In a general way, anyhow, Joseph thinks most student on student
influences are superficial. He does retain one friend from Albers-days,
Richard Ziemann who has been quietly making his art all these years in
back-state Connecticut; the two men are still in touch. There
was a student who influenced Joe Raffaele, reader; we know him now as
Joseph Raffael. From at least as early as his artist-statement for the
1967 Sao Paolo Biennale, J.R. has stressed the need to get inside
yourself; the artist should withdraw within. Essentially he would agree
with Pindar who in Edith Hamilton’s paraphrasing, feels that “The
educated man is a twilight man; true merit comes from in-born glory”.
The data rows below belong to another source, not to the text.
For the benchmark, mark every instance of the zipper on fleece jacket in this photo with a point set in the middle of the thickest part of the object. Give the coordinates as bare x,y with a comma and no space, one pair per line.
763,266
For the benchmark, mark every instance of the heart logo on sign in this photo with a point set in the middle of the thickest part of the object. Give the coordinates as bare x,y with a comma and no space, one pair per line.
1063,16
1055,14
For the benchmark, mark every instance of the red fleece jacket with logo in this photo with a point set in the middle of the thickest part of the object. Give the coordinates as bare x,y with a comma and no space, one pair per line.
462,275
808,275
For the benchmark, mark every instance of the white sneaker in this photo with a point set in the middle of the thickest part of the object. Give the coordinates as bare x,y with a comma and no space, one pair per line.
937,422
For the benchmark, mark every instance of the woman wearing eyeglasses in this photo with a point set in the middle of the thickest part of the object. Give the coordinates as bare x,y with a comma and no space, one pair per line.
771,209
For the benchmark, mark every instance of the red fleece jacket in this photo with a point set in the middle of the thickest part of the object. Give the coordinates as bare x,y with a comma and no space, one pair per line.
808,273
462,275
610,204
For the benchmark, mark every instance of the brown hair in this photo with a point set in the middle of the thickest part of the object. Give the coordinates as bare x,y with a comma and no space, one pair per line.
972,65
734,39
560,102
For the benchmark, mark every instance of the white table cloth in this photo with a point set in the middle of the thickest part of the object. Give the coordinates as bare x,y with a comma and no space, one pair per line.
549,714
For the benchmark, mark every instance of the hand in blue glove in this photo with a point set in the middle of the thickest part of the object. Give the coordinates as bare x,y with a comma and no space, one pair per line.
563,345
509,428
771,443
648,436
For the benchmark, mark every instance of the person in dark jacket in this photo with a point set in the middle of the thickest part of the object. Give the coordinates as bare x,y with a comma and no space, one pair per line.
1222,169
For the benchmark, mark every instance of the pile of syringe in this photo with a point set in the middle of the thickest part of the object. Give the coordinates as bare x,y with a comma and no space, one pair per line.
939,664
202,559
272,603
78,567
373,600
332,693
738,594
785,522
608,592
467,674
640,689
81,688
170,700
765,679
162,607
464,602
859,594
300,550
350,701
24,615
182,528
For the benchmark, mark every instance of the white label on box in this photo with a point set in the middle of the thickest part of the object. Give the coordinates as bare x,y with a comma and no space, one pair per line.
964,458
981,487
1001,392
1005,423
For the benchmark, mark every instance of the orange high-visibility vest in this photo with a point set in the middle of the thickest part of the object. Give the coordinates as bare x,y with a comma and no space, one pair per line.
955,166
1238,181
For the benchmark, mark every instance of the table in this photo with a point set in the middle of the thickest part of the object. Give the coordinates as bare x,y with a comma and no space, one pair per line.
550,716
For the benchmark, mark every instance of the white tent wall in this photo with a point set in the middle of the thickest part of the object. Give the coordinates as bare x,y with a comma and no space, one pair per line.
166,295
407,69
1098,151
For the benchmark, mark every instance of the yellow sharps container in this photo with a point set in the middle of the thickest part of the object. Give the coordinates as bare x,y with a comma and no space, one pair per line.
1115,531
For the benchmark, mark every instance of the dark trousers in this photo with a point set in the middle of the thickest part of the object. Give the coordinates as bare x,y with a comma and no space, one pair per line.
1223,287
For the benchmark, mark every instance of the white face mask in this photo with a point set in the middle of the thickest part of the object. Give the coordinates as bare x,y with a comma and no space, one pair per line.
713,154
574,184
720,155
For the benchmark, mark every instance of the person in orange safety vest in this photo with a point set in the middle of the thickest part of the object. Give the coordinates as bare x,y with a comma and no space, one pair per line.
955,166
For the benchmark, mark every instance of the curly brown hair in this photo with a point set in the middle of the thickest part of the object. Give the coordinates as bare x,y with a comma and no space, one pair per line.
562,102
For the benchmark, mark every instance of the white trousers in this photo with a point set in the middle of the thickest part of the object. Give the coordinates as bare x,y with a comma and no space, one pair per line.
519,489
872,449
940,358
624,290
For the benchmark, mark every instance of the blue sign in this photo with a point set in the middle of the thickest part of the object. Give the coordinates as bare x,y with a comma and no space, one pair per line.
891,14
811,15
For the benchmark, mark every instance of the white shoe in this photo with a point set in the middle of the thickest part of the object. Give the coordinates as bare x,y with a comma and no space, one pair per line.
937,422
Arthur Schopenhauer is on the same train of thought. Acquired
characteristics are dismissable. He praises the Brahmin philosophers
who “express the unalterable fixity of innate character in a mystical
fashion.” This opens the door not merely to Plato and the doctrine of
innate Ideas, but to Calvinism and to St. Paul; in other
words to predestination. Teddy Atlas, J.R’s homeboy sez: You
can teach a boxer fancy footwork and to stick a jab, but big punchers
are born not made. For Schopenhauer every real value is metaphysical, a
priori, and lies innate; and the source of real power is not a mere
phenomenon but is established once and for all as the very
thing-in-itself, das Ding an sich. Experience”, Schopenhauer adds,
“teaches the same lesson to all who can look below the surface.” And
should you look beneath the surface, dear reader, you are certainly
going to see those Raffael Koi.
Genius is such a hard word to feel comfortable using; so is
Masterpiece. But those are the very words one must fall back on when
dealing with J.R., or not deal with him at all. Nor is it at all
explicable how he can be getting better. I think metaphorically of J.R.
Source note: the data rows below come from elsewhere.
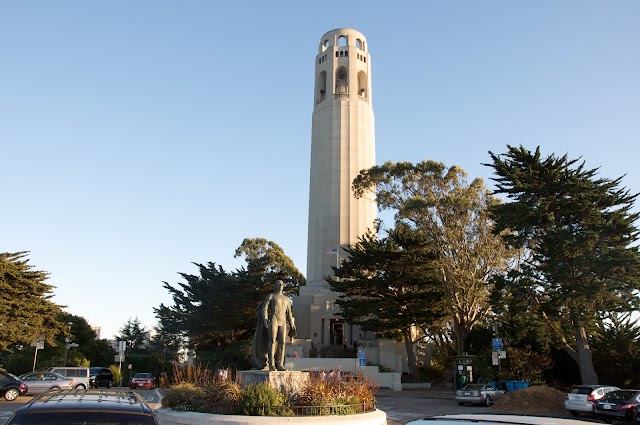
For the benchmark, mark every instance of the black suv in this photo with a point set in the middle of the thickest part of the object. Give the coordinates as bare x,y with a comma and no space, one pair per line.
84,407
100,377
11,386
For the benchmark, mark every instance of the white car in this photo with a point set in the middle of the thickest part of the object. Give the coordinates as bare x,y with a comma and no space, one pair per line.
582,398
482,419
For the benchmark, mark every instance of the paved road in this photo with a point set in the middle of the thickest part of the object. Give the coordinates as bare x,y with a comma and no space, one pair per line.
400,406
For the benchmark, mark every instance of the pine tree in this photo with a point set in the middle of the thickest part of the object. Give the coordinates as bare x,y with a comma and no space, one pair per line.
577,232
26,309
390,286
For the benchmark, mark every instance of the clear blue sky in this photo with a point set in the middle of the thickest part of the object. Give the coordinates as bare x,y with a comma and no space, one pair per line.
137,137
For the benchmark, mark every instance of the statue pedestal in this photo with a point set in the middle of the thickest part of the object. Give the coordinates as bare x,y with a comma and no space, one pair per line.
285,381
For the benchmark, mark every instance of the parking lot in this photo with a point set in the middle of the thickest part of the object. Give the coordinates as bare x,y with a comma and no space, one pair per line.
404,406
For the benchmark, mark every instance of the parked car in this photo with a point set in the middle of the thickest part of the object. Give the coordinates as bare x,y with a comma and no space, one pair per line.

traveling pure North. (Not always, but) generally speaking,
the further North you get the higher quality the Indian basket, the
tighter the weave, the subtler the color. That is where Joseph is right
now. He’s tightening the weave and looking at his compass to
see when he will run out of North.
John Fitz Gibbon
Pilot Hill, 2003
©John Fitz Gibbon
Catalogue Joseph Raffael Exhibition, Nancy Hoffman Gallery, 2003
This essay is reprinted with permission of the author.